There are wonderful mdf wooden shapes available to buy from many outlets. I have a few shapes in my workshop and wanted to cover them with paper for tags and embellishments. It is quite easy to scan and trace the shapes to get your Silhouette to cut out their shapes accurately from complete A4 sheets of patterned paper, but I have masses of scraps of lovely paper and I wanted to use up some of them, so this is where Picscan mats come into their own. As a Design team, we haven't done many tutorials to encourage you to use these mats, so I thought another quick one was due!
There are many You Tube videos and articles about how to calibrate your mat, and it is a whole tutorial in itself, so I am going to assume you have already calibrated your Picscan mat with your camera. If not, see this article. It is possible to take photos of the mat with a good quality phone camera, but I personally use a Canon Powershot A3500 with WiFi capabilities.
Silhouette Cameo and colour printer
Scraps of coloured paper
Other embellishments if wanted
1. Scanning and tracing the shapesPlace one of each shape on your scanner. Scan the pieces. If you don't get enough contrast between the mdf and the white top of your scanner, pop a dark coloured bit of paper on top of the mdf before scanning. Save the resulting pdf to your desktop.
Within the Silhouette software, merge the PDF file to see it in the design area. Untick High Pass Filter and Set Threshold levels until the mdf is all yellow, with clean edges. For me this was about 50%. Trace. Delete the original scanned image. You should now have the shapes of all your mdf pieces and they will match the size of those pieces beautifully.

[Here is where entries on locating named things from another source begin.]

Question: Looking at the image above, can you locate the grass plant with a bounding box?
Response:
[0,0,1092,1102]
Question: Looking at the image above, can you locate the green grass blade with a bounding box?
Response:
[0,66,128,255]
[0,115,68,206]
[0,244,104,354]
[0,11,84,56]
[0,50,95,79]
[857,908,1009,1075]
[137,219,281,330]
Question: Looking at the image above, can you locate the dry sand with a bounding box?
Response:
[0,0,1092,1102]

2. Importing the photograph of the Pixscan matArrange your scrap pieces of patterned card stock on the Pixscan mat (see below). Take a photo in good light, with no shadows and as straight above it as you can. Save it to your desktop. Click on the Picscan icon (third right from top menu, left hand side) and open the photo from your desktop.

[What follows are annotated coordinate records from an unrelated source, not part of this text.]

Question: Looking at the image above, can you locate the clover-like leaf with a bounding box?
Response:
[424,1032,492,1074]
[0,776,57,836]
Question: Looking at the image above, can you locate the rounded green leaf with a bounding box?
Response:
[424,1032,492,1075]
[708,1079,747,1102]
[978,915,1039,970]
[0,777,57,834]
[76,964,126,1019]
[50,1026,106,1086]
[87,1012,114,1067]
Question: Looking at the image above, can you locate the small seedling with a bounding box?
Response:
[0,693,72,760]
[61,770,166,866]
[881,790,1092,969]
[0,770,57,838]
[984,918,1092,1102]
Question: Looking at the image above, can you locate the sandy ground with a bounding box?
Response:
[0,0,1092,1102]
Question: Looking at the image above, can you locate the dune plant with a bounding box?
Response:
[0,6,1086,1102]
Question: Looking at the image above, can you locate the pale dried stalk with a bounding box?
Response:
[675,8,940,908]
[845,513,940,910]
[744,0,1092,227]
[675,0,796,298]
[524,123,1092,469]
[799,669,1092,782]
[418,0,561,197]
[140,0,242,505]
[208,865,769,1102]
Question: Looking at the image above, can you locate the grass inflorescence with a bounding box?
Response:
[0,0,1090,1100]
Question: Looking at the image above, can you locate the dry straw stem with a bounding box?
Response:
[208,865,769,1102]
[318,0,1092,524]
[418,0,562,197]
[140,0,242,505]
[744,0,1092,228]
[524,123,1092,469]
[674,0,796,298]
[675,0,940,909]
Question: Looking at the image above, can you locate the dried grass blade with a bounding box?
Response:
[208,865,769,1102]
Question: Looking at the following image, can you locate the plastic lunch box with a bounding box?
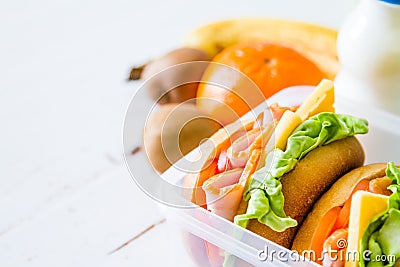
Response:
[161,93,400,266]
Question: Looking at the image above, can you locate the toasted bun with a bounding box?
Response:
[292,163,386,253]
[239,137,365,248]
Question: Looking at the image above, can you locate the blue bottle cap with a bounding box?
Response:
[379,0,400,5]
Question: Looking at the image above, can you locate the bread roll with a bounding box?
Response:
[292,163,387,254]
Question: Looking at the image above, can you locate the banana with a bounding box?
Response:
[184,18,340,79]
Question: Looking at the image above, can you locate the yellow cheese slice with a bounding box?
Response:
[275,79,335,150]
[345,191,389,267]
[296,79,335,121]
[275,110,302,150]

Be patient as Silhouette will take a little time to process the image and then the photo will appear in the design area, on the Picscan mat. If you get an error message such as "Resolution poor" you may need to take another photo, and adjust your camera or lighting set up. If all goes well, you should now have the photo of the Pixscan mat within your design space as shown here. Notice how I took the photo of the mat against a dark background to ensure good contrast of the mat edges..
Once you are happy, feed the Picscan mat into your Cameo. Check the cut settings on your computer and the actual blade depth on your Cameo. Send to cut. Remove the mat from the machine and take off all the cut pieces you need.
Glue the pieces onto your mdf shapes and decorate as you wish. These can be used on cards, scrapbook layouts, gift tags, home decorations, keyrings etc.. Glossy accents can be used to give a domed top. If you have some sentiment stamps you haven't used for a while, this is a good time to dust them off, ink and emboss the messages and then cut beautifully around them with your Silhouette. I hope this has helped to demonstrate the usefulness of the Pixscan mat for precision cutting from patterned paper scraps. It can be a little challenging to set it up at first, but once you get the hang of it, it is a very useful tool to have on your shelf.